Realtime UDFs in Python

The realtime UDF framework supports Python 3 integration out of the box.

Python UDFs can be defined as either simple functions or as class methods.

Simple function

Python function example with argument:

def pyUDF(data):
    return data

This function takes a data frame and returns it, but represents the data flowing through a Python function. The function name must match the file name.

Class method

Python method example with argument:

class pyUDF:

    def myMethod(self,data):
        return data

The class name must match the file name. The class should be instantiated either in the initialization function using the ml.q library, or at the bottom of the Python UDF script. Python UDFs must have .p extensions (not .py) to be loaded by embedPy.

Pre- and post-execution functions

To map kdb+ tables to formats Python can use easily, Python real-time UDFs support pre- and post-execution functions. These are q functions that operate on the inbound data and outbound result respectively before and after execution of the Python RTUDF. A basic use case is to convert a q table to a pandas dataframe.

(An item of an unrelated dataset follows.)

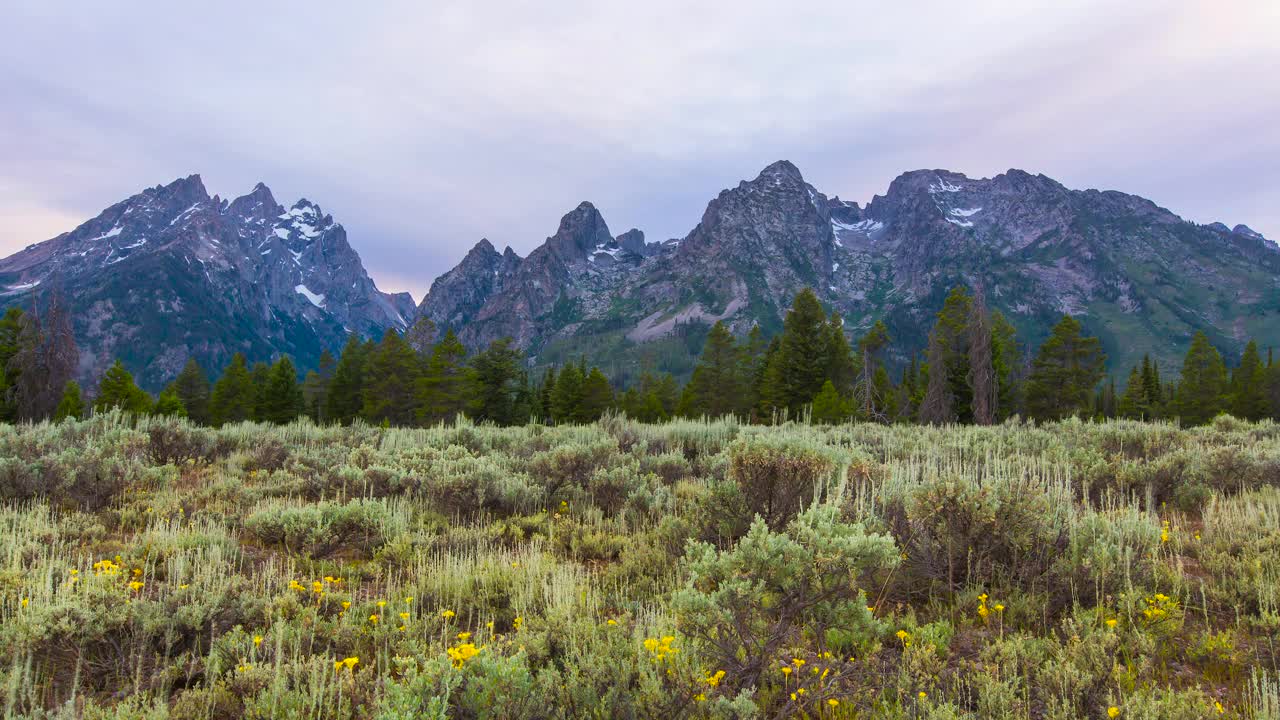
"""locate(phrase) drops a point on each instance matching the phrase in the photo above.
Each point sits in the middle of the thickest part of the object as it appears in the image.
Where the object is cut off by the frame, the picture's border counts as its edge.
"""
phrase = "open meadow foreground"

Pre- and post-execution functions are optional. If unconfigured or left blank, no function will be run and input/output will be directly handed between q and Python.

Pre-execution function example:

{[t;d] .ml.tab2df d}

This function makes use of the ml.q utility function to convert a q table to a dataframe. Post-execution function example:

{[t;d] .ml.df2tab d}

This function makes use of the ml.q utility function to convert a dataframe to a q table. The configuration parameter for pre- and post-execution functions on Python UDFs is separate to the main realtime config. The parameter is .daas.udf.pythonRTUDFConfig.

Parameter Description Example
udfName The name of the Python UDF pythonUDF
preExFunc Function to run before execution. Leave blank for none. qToDataframePreExFunc
postExFunc Function to run after execution. Leave blank for none. dataframeToQPostExFunc
method Method of class to be run, if not using a function. Leave blank if using function myMethod

The configuration can be managed via the command-line interface.

Required dependencies

  • Python 3.6/3.7
  • KX [embedPy]code.kx.com/q/ml/embedpy/) (installable TGZ)
  • Multiprocessing (Python library)
  • ml.q (KX Machine Learning library)
  • Pandas (Python library)

Recommended dependencies enable smoother conversion between q tables and Python, as in the pre-execution function example above.

Parallel execution of Python UDFs

An added benefit of Python UDFs is the ability to parallelize the execution. The framework makes use of the multiprocessing module in Python to have a pool of Python processes running behind each embedPy worker node.

This means Python RTUDFs that operate on the exact same set of data set can be run simultaneously. This will be determined by UDFs that share a trigger function, data requirement, and pre-execution function.

The Python multiprocessing pool appears as child processes of the q worker node when viewed through ps -ef.